If the parliament approves bill number 1965, a blocking minority in the committee responsible for EU authorisation is within reach: Italy recently became the first country in the world to ban the production, tasting and marketing of cell-based meat products, citing the need to protect its own agricultural production and food culture. Croatia is currently working on a similar draft and Austria is also rumoured to sympathise with the idea.
“In the interests of human health, animal health, and the environment, it is forbidden to produce, process, and market synthetic meat anywhere in France,” reads the proposed law. The bill’s proponents argue that cell-based meat companies promise to replace low-quality imported meat with a highly processed alternative full of “questionable additives” produced in obscure conditions.
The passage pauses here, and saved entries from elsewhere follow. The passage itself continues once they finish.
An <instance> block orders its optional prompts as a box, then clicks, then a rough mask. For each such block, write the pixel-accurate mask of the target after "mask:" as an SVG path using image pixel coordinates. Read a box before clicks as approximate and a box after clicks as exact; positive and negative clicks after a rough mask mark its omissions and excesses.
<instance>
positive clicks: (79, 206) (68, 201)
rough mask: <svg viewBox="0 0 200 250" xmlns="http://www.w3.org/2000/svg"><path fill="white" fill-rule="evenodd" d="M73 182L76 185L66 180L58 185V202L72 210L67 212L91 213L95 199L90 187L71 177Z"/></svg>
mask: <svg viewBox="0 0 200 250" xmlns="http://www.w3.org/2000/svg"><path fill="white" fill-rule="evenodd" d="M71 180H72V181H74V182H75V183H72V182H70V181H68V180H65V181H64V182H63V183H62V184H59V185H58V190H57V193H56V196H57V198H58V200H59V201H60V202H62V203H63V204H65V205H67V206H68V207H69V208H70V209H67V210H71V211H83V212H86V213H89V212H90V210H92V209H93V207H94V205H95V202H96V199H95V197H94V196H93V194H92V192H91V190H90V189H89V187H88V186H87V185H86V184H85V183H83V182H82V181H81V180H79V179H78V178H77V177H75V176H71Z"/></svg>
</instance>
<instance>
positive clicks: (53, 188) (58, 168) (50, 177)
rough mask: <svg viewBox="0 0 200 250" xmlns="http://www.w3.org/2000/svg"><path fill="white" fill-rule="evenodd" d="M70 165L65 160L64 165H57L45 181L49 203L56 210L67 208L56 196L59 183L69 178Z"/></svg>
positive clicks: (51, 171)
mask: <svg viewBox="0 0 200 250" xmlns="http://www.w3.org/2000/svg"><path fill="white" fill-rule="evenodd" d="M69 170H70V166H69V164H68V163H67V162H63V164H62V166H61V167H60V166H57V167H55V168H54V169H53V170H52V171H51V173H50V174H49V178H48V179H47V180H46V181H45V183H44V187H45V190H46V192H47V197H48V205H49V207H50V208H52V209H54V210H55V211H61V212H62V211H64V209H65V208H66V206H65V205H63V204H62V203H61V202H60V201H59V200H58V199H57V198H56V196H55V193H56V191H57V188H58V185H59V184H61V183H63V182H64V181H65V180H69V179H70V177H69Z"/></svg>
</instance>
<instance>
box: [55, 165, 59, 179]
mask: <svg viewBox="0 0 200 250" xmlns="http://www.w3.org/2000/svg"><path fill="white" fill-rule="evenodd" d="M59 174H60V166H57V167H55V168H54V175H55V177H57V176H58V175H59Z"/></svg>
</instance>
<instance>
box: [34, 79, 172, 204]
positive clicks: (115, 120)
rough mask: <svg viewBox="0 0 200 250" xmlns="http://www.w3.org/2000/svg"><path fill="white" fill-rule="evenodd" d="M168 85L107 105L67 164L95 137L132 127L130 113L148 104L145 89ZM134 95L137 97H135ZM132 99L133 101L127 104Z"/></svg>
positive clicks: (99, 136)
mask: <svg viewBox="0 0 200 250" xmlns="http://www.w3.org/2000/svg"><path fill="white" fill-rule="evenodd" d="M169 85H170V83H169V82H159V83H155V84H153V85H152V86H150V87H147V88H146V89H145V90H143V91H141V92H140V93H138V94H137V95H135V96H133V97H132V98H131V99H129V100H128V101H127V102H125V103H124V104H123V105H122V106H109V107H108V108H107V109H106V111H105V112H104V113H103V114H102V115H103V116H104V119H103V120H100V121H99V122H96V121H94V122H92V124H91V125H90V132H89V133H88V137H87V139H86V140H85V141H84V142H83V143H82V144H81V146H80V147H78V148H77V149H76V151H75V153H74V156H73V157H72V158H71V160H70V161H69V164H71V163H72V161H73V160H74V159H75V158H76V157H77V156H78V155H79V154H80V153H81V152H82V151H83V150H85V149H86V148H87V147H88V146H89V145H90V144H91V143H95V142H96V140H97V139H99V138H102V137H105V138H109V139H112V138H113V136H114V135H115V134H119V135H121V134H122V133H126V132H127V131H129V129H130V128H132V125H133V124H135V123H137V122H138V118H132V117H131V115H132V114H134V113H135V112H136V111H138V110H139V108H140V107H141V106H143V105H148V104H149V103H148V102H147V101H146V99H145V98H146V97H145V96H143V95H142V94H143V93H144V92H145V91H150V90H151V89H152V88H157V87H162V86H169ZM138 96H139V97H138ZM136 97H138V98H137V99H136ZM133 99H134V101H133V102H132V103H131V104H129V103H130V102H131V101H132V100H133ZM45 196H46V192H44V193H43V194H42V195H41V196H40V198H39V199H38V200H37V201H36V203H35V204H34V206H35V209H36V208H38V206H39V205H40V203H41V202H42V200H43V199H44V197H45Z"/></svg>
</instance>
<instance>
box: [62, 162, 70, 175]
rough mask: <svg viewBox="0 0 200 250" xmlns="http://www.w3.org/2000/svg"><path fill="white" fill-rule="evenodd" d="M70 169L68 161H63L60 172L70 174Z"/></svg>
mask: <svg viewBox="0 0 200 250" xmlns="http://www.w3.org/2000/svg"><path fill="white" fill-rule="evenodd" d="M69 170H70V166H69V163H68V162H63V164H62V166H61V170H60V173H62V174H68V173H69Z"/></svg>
The background to the initiative is likely to be the protection of the meat industry – France is the largest beef exporter in Europe.
The parliamentary group bases its argument on an initiative launched in mid-January 2023 by the Committee on Economic and Monetary Affairs, which aimed to investigate "products and processes in the cell industry".
In its report "Cellular foods: Being vigilant to better manage and control the technology," published in mid-April, the mission emphasises its "anthropological, ethical and cultural opposition to the development of cellular foods".
The sustainable benefits of cell-based products does not impact France's Agriculture Minister Julien Denormandie's position. The petitioners quote a parliamentary speech by Denormandie: "Cellular meat, which I also call "paillasse meat", i.e. a leg of lamb without lamb, a chicken breast without chicken, is in my view a total loss of orientation for our society. Only unscrupulous science could consider meat from the laboratory, from the test tube, as a solution.”
Pauline Grimmer, policy officer at GFI Europe, said: “This bill is a needless attack on consumer choice and local start-ups and would cut France off from investment and job opportunities. It would also undermine efforts to tackle climate change just as the UN Environment Programme and countries around the world recognise cultivated meat’s potential.”